Google Pixel 3 and Pixel 3 XL, despite all the bugs and issues reported by users, have among the best camera on any smartphones right now. One of the curious elements of the Pixel 3’s camera system is that it achieves most of what competing devices are capable of with a single lens. While competitors like Samsung, Apple and Huawei use a secondary lens for depth effect, Google uses only single lens to achieve the same and in some cases, portrait shots from the Pixel 3 are much superior than those from rival devices.

As was the case last year with the Pixel 2 and Pixel 2 XL, Google uses software and other computational photography to achieve this effect. Now, in a blog post, Google explains how it predicts depth using a single camera system on the Pixel 3 and Pixel 3 XL. Rahul Garg, Research Scientist and Neal Wadhwa, Software Engineer, write that the Pixel 2 used phase-detection autofocus (PDAF) pixels (also known as dual-pixel autofocus) along with a traditional non-learned stereo algorithm to capture portrait mode images with blurred background.

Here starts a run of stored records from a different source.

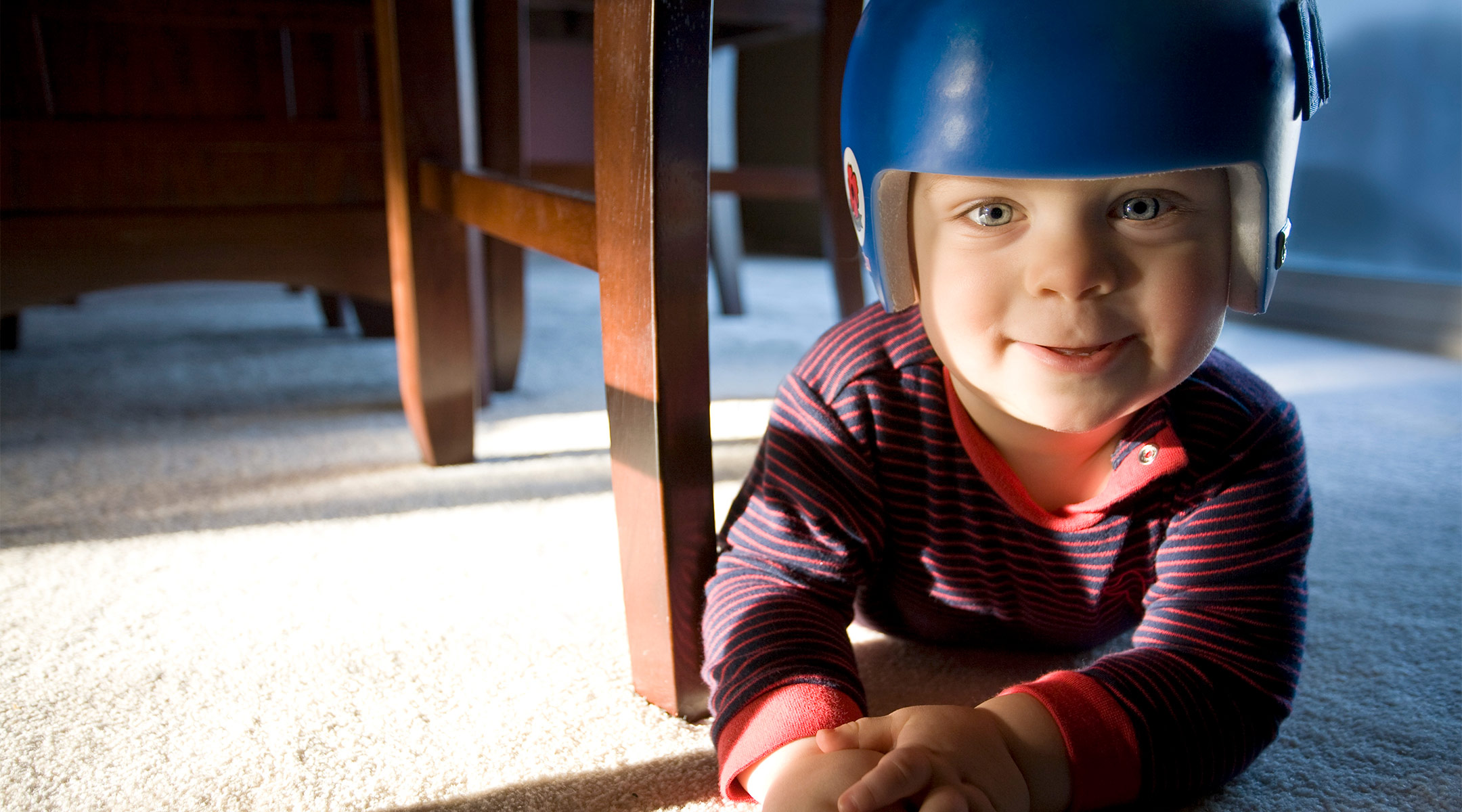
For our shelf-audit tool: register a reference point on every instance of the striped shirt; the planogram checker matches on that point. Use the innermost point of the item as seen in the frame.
(874, 497)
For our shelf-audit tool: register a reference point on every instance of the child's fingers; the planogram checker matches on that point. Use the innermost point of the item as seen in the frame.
(869, 734)
(951, 798)
(900, 774)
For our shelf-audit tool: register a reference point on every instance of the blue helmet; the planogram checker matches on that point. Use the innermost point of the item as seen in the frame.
(1080, 89)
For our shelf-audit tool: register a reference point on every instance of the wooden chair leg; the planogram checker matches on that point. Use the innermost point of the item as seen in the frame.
(428, 254)
(502, 69)
(332, 307)
(726, 208)
(727, 250)
(650, 155)
(378, 319)
(11, 332)
(841, 242)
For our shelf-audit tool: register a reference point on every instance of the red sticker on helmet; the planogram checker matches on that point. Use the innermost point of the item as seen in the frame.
(853, 183)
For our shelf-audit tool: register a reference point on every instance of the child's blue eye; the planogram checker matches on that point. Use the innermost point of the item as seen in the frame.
(993, 214)
(1139, 208)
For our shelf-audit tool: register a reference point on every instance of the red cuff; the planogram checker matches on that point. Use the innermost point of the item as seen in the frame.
(1100, 740)
(774, 719)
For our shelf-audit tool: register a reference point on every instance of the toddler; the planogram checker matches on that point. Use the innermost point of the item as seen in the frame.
(1034, 443)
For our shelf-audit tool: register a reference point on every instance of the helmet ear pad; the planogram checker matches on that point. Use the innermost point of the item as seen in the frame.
(1249, 250)
(891, 209)
(1249, 256)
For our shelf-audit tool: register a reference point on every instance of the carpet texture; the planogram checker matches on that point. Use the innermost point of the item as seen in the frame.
(225, 583)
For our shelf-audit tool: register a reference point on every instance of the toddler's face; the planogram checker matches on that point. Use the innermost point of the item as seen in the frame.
(1071, 304)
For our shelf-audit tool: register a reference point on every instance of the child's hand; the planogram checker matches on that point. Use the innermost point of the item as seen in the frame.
(1006, 755)
(951, 757)
(799, 777)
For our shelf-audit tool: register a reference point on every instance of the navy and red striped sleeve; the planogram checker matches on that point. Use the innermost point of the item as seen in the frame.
(1216, 660)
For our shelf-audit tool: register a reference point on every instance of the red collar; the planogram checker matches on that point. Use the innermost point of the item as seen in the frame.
(1148, 437)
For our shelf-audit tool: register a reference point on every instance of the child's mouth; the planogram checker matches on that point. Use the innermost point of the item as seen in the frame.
(1088, 360)
(1081, 353)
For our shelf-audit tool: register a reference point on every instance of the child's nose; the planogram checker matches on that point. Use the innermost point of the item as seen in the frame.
(1072, 263)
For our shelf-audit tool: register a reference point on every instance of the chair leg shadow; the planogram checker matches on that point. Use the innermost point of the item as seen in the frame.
(664, 783)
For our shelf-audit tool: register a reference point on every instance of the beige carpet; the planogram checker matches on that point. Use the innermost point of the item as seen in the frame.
(227, 585)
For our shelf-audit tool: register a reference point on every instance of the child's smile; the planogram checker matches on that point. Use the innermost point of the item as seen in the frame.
(1069, 304)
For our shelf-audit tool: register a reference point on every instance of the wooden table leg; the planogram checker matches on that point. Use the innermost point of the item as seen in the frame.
(839, 21)
(428, 254)
(651, 60)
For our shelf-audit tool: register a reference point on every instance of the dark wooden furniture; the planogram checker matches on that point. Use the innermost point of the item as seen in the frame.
(151, 141)
(644, 229)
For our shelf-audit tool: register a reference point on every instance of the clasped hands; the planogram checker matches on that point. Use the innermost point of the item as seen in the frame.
(1005, 755)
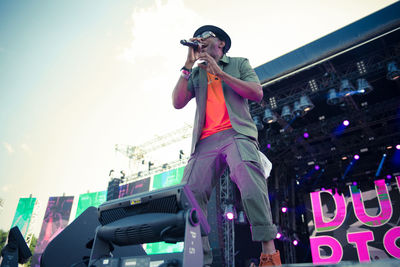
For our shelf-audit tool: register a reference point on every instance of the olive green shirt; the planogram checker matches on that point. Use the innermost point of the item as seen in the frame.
(237, 106)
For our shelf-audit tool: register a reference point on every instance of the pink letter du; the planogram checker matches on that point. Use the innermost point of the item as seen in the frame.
(320, 224)
(317, 242)
(384, 203)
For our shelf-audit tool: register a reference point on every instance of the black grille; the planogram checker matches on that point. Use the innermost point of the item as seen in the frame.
(161, 205)
(141, 234)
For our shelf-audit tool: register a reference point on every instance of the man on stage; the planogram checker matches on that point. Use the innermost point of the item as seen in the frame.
(224, 133)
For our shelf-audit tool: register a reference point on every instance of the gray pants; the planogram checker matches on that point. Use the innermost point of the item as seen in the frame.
(211, 157)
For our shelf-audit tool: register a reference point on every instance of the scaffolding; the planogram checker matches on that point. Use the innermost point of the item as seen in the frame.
(226, 198)
(137, 154)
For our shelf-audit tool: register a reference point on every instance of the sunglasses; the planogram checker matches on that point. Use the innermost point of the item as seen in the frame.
(206, 35)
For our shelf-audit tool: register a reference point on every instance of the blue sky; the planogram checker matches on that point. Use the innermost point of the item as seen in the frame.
(78, 77)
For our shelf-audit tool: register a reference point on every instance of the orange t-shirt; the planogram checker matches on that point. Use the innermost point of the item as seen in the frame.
(217, 117)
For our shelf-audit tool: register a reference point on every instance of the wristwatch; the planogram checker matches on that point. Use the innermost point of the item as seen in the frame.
(185, 73)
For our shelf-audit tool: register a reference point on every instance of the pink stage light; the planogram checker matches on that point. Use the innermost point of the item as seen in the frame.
(230, 216)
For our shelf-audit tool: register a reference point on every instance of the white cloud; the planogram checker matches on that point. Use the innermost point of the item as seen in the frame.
(8, 147)
(26, 148)
(5, 188)
(155, 29)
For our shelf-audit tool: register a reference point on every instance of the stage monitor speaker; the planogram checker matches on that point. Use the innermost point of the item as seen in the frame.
(72, 246)
(169, 214)
(16, 251)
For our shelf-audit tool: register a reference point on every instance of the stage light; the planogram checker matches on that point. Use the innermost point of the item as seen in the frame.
(286, 113)
(297, 111)
(258, 123)
(241, 217)
(306, 104)
(313, 85)
(361, 67)
(295, 239)
(363, 86)
(272, 103)
(229, 212)
(393, 71)
(269, 117)
(333, 97)
(346, 88)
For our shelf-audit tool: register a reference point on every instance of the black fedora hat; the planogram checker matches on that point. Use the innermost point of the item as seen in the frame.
(220, 33)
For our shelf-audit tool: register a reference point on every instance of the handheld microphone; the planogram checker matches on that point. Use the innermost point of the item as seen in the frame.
(195, 45)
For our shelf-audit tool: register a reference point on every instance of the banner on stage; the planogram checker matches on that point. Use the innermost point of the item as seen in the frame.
(23, 214)
(134, 187)
(168, 178)
(55, 220)
(363, 226)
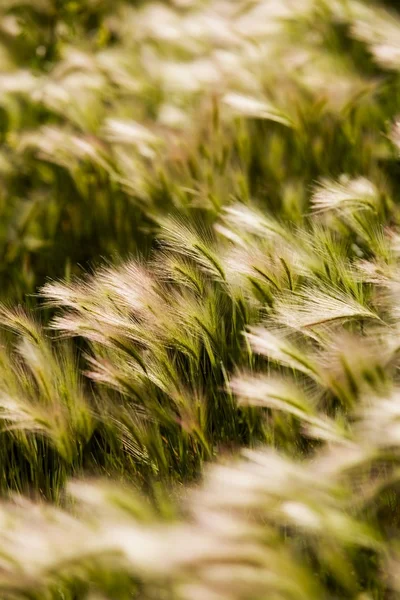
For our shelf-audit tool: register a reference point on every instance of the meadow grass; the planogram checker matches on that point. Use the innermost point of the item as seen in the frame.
(199, 283)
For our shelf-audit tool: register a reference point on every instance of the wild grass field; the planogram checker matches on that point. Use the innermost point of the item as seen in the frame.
(200, 300)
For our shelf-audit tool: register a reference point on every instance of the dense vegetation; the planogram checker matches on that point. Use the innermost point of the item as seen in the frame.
(199, 284)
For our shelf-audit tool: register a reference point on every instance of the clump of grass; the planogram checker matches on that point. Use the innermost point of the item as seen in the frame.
(201, 200)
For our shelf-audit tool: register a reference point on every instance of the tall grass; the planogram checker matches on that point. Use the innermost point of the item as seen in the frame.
(199, 243)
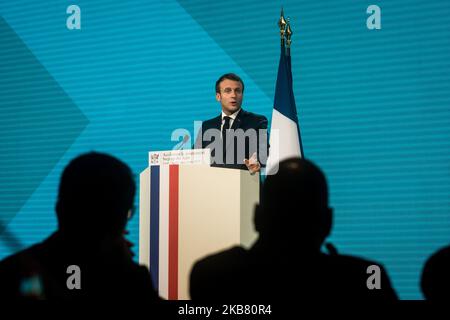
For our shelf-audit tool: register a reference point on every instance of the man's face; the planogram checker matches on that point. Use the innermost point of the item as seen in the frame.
(230, 96)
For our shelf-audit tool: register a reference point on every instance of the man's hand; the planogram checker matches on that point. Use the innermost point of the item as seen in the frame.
(252, 164)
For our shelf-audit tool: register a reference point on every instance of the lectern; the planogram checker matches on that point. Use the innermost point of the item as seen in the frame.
(187, 211)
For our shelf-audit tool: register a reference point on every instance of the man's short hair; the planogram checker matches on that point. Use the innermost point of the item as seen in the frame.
(229, 76)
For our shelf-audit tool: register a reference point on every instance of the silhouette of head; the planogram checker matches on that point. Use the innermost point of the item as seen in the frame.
(95, 196)
(435, 281)
(294, 206)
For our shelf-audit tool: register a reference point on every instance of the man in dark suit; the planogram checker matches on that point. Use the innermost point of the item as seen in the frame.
(237, 138)
(286, 262)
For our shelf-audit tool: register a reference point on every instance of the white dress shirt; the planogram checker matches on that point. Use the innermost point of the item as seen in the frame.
(232, 116)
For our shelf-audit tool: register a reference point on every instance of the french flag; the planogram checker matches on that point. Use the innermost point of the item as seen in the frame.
(285, 139)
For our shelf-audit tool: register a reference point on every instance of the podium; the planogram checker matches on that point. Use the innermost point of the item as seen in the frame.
(188, 211)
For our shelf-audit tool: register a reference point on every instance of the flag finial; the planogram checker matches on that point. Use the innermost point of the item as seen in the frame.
(288, 34)
(282, 26)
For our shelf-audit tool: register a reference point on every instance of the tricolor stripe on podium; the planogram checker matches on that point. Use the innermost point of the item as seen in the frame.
(163, 246)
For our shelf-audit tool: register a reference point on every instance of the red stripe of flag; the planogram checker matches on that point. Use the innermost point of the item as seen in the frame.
(173, 232)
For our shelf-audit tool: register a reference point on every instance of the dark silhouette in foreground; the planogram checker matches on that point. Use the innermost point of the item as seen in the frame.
(95, 199)
(435, 280)
(293, 220)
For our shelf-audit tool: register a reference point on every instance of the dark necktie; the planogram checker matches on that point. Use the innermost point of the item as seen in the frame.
(226, 126)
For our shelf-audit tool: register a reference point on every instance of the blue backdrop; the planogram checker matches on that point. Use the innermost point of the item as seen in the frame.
(374, 105)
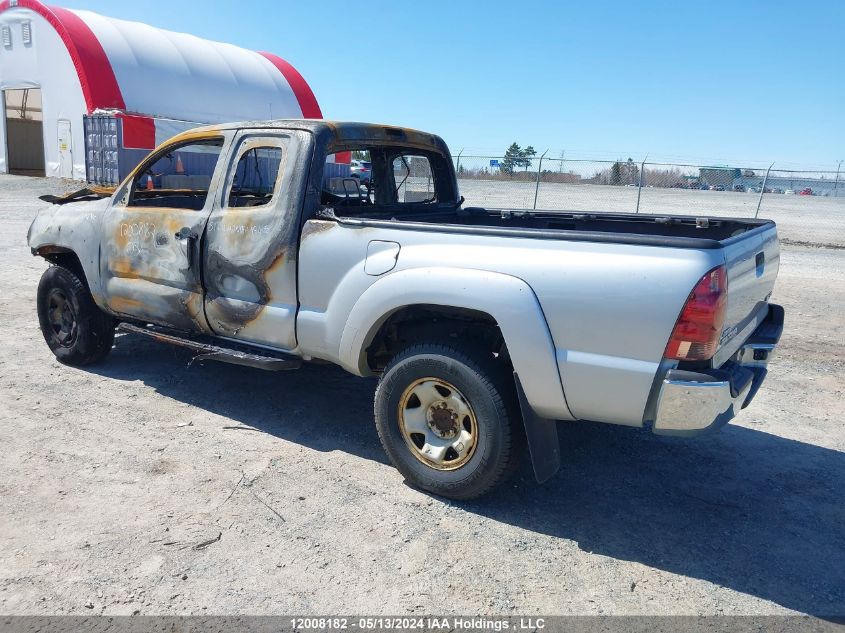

Since the dual-pixel PDAF system is capable of shooting two slightly different views of the same scene, Google exploited the tech to create a parallax effect for portraits. This is further used to create a depth map in order to achieve the bokeh effect. With the Pixel 3, however, Google says it wanted to improve on these fundamentals and produce even better pictures.

In order to achieve better portrait shots on the Pixel 3, Google says it turned to machine learning that allows improved depth estimation and produces even better results. Google says the machine learning algorithm is trained to understand that depth produced from stereo algorithms is only one of the many cues present in images. One such new cue it added this year is the comparison of out-of-focus images in the background with sharply focused images that bring the subject closer and Google calls it defocus depth cue.

It also added other cues including one called semantic cue, which counts the number of pixels in an image of a person’s face to understand how far away that person is from the camera. With the data and cues in place, Google used machine learning to create an algorithm that combines all this data for more accurate measurement of depth.

The most bonkers thing that Google did is build a custom “Frankenphone” rig to train the neural network. The rig consisted of five Pixel 3 phones along with a Wi-Fi based solution allowing it to simultaneously capture pictures from all of the phones. It also says that these pictures were captured within a tolerance of around two milliseconds. The result from the rig was used to compute high-quality depth from photos by using structure from motion and multi-view stereo.

Watch: Google Pixel 3 XL Hands-On

Google says five different viewpoints allowed to create parallax effect in five different directions and achieve more accurate depth information. While industry moved to as many as four cameras, Google is setting a strong example as in how data and computational photography can do all of the same with just one camera.